Bancada conservadora do Congresso, não de Bolsonaro
A criação da bancada conservadora, entretanto, enfrenta alguns obstáculos. Os partidos de esquerda e mesmo alguns deputados da centro-direita tentam, nos bastidores, barrar a articulação. A alegação é de que o governo estaria colocando sua digital e participando ativamente do processo – o que caracterizaria ingerência de um poder no outro. Os ministros Fábio Faria (Comunicações), Damares Alves (Mulher, Família e Direitos Humanos) e Ernesto Araújo (Relações Exteriores) tem apoiado a iniciativa.
Bia Kicis rechaça as críticas: “Essa frente conservadora é uma frente eminentemente legislativa. O presidente muitas vezes não pode se envolver com certos assuntos. E certamente o presidente da República é uma pessoa que mantém uma distância bastante republicana do Parlamento. Ele não interfere no Parlamento, diferentemente de outros presidentes”.
A bancada, insiste Bia Kicis, é uma frente do Congresso. “Não é uma frente do Bolsonaro. Nós, que fomos eleitos pelo povo conservador, devemos explicações a nossos eleitores. É uma iniciativa que temos que trabalhar por eles, muito mais do que pelo Bolsonaro, que tem milhões de outros assuntos importantes para se ocupar, como a economia e outra série de pautas”, diz a deputada. “Nós, da frente conservadora, temos que fazer os temas conservadores andarem; é o nosso compromisso.”

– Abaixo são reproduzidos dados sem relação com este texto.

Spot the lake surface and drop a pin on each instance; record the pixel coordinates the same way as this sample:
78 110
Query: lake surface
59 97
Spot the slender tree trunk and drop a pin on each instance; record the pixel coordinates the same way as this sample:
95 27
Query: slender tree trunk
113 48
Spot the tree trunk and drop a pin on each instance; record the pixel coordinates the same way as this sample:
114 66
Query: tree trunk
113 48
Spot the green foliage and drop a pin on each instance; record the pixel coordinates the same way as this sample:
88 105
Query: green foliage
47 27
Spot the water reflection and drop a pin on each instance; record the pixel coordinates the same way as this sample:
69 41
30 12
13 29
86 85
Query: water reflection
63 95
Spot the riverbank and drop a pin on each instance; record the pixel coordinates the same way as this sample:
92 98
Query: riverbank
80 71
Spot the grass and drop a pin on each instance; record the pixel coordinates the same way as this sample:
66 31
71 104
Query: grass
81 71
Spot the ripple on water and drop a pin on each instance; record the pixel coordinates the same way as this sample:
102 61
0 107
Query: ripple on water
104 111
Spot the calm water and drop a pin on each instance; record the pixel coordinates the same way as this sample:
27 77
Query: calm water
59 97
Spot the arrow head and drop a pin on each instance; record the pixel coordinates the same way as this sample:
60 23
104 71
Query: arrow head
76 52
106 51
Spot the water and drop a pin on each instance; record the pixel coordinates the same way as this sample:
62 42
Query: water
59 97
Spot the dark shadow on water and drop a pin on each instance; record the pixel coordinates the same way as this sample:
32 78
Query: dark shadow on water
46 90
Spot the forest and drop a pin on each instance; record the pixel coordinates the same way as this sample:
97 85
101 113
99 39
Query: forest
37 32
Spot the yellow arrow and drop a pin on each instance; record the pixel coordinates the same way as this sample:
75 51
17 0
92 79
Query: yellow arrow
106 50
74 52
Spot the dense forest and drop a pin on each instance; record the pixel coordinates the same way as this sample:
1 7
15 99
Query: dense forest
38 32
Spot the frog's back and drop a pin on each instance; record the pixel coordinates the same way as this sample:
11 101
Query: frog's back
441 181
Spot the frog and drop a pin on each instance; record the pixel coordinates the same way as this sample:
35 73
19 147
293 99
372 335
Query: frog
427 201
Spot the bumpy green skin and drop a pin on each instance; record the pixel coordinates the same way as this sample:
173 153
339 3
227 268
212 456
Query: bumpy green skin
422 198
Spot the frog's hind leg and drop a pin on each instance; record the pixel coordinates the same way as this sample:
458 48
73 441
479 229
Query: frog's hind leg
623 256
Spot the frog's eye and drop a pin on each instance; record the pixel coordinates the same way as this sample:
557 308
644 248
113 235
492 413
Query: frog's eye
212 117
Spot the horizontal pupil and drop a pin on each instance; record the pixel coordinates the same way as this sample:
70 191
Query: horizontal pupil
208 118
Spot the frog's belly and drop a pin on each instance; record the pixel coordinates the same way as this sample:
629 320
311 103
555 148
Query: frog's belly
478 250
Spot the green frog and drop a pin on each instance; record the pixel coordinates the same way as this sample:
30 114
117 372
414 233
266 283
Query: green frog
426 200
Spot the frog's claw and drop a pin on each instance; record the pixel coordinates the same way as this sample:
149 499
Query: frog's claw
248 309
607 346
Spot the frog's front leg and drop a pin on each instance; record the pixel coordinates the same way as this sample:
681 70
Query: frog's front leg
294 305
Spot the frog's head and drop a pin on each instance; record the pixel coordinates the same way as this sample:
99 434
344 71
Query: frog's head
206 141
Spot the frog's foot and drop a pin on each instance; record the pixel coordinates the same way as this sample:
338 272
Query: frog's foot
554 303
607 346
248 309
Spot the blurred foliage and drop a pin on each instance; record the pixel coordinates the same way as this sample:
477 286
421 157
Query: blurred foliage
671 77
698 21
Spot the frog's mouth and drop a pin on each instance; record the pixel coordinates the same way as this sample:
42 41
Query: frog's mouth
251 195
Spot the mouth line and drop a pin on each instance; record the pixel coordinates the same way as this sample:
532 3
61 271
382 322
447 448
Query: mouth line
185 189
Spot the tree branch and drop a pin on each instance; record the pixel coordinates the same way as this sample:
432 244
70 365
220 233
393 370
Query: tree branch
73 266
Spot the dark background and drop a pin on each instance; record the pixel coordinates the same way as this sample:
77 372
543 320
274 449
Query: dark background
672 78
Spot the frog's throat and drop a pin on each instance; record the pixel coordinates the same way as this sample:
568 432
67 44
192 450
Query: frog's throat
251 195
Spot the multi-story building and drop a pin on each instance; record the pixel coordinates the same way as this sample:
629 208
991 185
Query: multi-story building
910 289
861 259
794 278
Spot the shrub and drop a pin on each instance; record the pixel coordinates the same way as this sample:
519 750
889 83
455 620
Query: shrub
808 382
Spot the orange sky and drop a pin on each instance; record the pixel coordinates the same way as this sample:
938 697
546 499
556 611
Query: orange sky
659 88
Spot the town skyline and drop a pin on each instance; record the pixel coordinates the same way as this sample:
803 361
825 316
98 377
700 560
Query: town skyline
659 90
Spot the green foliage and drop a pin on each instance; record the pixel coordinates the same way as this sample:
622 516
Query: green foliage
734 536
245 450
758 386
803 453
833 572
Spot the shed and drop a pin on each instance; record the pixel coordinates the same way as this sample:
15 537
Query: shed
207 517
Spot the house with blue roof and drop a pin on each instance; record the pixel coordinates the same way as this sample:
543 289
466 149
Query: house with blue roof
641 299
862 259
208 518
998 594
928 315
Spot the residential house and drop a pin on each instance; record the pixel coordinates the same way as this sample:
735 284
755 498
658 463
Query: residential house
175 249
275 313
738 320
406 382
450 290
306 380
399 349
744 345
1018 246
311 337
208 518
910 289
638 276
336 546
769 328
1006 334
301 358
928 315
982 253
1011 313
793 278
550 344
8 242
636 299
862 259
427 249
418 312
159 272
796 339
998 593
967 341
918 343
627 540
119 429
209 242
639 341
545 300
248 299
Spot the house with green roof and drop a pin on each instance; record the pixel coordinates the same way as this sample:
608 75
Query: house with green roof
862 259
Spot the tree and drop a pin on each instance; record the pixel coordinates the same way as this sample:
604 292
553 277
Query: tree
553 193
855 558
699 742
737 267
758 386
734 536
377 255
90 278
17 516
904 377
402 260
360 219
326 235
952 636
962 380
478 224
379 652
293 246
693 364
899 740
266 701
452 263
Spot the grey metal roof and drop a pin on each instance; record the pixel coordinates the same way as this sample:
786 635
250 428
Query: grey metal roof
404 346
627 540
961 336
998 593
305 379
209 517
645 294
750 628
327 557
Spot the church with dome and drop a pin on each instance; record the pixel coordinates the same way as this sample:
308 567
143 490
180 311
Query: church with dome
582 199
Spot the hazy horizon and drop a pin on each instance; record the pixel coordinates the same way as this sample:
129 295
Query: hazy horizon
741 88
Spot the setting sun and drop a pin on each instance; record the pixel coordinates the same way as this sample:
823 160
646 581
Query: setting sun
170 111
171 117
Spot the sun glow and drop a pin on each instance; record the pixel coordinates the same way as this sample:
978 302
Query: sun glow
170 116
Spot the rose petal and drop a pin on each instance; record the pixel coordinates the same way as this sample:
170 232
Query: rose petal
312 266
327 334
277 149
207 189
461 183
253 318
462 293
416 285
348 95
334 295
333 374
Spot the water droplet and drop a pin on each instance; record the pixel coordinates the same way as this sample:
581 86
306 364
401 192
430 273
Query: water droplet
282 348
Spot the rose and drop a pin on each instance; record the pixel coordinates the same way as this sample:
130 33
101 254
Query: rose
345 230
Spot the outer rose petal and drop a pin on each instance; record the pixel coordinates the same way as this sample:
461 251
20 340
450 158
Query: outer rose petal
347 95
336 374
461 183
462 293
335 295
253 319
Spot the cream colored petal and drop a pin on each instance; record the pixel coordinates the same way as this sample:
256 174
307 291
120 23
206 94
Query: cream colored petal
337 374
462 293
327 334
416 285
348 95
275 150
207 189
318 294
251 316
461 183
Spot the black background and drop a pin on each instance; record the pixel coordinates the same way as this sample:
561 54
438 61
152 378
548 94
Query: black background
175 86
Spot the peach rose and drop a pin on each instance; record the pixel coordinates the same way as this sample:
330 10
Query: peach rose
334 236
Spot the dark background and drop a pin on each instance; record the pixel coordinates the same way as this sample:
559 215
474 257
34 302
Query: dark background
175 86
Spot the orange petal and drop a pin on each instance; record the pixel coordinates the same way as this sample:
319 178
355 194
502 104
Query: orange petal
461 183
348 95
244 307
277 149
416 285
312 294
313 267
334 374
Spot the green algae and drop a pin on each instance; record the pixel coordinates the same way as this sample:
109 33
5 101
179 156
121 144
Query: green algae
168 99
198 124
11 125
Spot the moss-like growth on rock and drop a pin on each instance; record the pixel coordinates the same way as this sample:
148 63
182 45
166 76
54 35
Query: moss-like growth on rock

O deputado Luis Miranda (DEM-DF), vice-líder do partido na Câmara e integrante da Frente Parlamentar Evangélica (FPE), é um dos deputados que assinou a favor da criação da bancada e reforça que a articulação de Bia Kicis não tem dedo do governo. "Isso é coisa dela, ela e os 'bolsonaristas' tiveram uma sacada. Não é do Bolsonaro", destaca. Contudo, ele não acredita que a bancada terá a força imaginada pela parlamentar.
"É legal a ideia? É bacana? É, mas a pauta acho que é a mesma da FPE. Praticamente os mesmos membros que vão entrar são da FPE, os evangélicos. Então, o que eu penso? Que a Bia não vai ter grandes resultados com essa bancada. Vejo quase que como uma cópia da FPE, com um nome diferenciado. Porque me diz o evangélico que não defende a família, que não é conservador? Não existe", adverte.
Busca por adesão passa pelo convencimento
Entre os esforços de Bia Kicis para conseguir a assinatura para criar a bancada conservadora está no convencimento e na desmistificação. Segundo ela, por desconhecimento – e até preconceito –, alguns parlamentares titubeiam em assinar o requerimento de criação da frente parlamentar.
Ela usa o exemplo de um parlamentar do Nordeste que é conservador, mas acredita não ser e não gosta de ser associado a esse termo. “Ele me disse: ‘Não, eu não sou conservador. Gosto do progresso’. Eu disse: ‘Mas ser conservador não é ser avesso ao progresso’. E perguntei se ele era a favor do aborto, da liberação de drogas ou da ideologia de gênero nas escolas. Ele se mostrou contrário a tudo e eu respondi: ‘Então, deputado, eu tenho uma notícia para te dar: você é conservador’”, explica. O termo "progressista", por sinal, costuma ser usado para indicar alguém contrário ao conservadorismo.
Para ela, o desconhecimento de alguns acaba gerando o preconceito ao conservadorismo. “Quando a pessoa passa a conhecer e ver que não é aquilo, já vem o ‘eu concordo com você’. É um preconceito fruto de um desconhecimento”, analisa.
Parte do desafio para criar a frente parlamentar, portanto, está em desmistificar o que é ser conservador. “Às vezes, pensam que o nome conservador é avesso ao progresso, ao desenvolvimento, e não é nada disso. O conservador, como eu sempre digo, é uma pessoa normal. Uma pessoa que quer viver a vida normal, ter um trabalho, contribuir para a sociedade, ter os seus filhos. Mas que está sendo atropelado pelo progressismo, que quer passar por cima dos nossos valores.”